Illegitimate RAG‐mediated recombination events are involved in IKZF1 Δ3–6 deletion in BCR‐ABL1 lymphoblastic leukaemia

Summary Breakpoint cluster region‐Abelson murine leukaemia viral oncogene homologue 1 (BCR–ABL1), encoded by the Philadelphia (Ph) chromosome, is the characteristic of chronic myeloid leukaemia (CML) and a subset of acute lymphoblastic leukaemia (ALL). We demonstrated that expression of the Ik6 transcript, which lacked exons 3–6, was observed exclusively in BCR–ABL1 + B ALL and lymphoid blast crisis CML (BC–CML) patients harbouring the IKZF1 Δ3–6 deletion. To confirm the hypothesis that illegitimate recombination activating gene protein (RAG)‐mediated recombination events are involved in IKZF1 Δ3–6 deletion in BCR–ABL1 lymphoblastic leukaemia, we first demonstrated that the expression rates of RAG1 and RAG2, collectively called RAG , were higher in ALL and BC–CML (lymphoid). Notably, analysis of relationships among RAG, BCR–ABL1 and Ikaros 6 ( Ik6 ) showed that Ik6 can be generated only if RAG and BCR–ABL1 are co‐existing. The sequencing data showed that the deleted segments of introns 2 and 6 contained cryptic recombination signal sequences (cRSSs) and frequently had non‐template nucleotides inserted between breakpoints. Furthermore, we used chromatin immunoprecipitation (ChIP) technology and demonstrated that the sequences directly flanking IKZF1 Δ3–6 deletion breakpoints have significantly higher levels of histone H3 lysine 4 trimethylation (H3K4me3) modifications.
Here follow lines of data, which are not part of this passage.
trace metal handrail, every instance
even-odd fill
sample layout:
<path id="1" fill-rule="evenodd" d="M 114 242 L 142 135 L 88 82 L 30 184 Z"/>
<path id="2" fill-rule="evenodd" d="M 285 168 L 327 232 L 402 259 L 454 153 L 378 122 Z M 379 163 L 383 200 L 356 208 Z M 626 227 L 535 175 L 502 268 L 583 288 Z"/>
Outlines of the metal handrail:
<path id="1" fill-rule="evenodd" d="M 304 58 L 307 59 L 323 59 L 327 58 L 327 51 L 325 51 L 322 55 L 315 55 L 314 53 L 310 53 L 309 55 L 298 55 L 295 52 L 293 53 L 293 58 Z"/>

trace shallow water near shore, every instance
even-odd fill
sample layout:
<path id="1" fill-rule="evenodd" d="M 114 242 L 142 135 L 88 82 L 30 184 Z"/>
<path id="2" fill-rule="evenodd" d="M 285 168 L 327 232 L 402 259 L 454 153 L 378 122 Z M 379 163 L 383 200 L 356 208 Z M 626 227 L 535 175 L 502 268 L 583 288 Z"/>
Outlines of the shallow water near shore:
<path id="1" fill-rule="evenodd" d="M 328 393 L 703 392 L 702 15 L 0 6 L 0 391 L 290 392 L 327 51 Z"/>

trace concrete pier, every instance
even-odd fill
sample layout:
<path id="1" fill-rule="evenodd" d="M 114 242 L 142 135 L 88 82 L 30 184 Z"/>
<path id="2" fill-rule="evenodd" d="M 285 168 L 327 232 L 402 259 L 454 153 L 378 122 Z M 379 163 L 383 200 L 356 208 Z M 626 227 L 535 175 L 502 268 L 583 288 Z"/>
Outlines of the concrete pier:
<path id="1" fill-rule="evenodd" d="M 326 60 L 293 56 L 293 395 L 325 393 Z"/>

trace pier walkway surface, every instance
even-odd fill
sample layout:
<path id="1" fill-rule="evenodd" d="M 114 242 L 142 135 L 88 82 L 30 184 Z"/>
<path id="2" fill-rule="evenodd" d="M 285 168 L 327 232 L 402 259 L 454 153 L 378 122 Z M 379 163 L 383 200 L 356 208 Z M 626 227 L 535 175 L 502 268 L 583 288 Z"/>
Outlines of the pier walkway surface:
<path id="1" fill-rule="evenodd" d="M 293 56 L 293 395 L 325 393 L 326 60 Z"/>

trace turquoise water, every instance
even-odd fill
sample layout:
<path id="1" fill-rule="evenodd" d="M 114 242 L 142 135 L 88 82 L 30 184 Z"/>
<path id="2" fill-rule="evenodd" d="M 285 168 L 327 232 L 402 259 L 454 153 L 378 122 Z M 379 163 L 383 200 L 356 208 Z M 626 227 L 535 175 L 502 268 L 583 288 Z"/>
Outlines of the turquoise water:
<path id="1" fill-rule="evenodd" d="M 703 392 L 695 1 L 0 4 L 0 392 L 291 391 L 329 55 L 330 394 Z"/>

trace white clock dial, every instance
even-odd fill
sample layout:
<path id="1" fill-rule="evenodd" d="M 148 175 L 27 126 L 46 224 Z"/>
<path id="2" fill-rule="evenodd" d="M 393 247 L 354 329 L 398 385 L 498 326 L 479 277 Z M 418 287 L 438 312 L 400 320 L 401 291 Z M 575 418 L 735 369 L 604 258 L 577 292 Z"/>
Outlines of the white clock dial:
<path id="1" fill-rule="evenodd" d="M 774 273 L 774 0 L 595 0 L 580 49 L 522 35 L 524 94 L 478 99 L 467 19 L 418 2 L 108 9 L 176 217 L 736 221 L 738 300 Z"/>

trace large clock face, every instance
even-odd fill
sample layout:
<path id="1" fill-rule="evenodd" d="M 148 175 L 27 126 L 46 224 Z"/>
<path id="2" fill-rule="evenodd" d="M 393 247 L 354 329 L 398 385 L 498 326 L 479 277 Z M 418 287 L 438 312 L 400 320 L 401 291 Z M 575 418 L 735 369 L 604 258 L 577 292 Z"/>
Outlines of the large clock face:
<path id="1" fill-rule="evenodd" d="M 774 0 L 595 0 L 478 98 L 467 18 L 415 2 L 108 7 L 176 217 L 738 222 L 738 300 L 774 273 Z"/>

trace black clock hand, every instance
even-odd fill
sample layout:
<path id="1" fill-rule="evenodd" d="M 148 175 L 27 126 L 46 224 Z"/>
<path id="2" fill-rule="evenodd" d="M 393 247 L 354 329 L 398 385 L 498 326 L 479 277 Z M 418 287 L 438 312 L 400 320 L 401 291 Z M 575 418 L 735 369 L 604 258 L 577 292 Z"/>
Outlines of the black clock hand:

Overall, RAG expression, good‐quality cRSS and a specific chromatin modification, H3K4me3, satisfy the conditions of RAG's off‐target effects on IKZF1 . Our work provides evidence for RAG‐mediated IKZF1 Δ3–6 deletion. Our results raise the prospect that RAG is a valuable biomarker in disease surveillance. Dissecting the contribution of RAG should not only provide valuable mechanistic insights, but will also lead to a new therapeutic direction.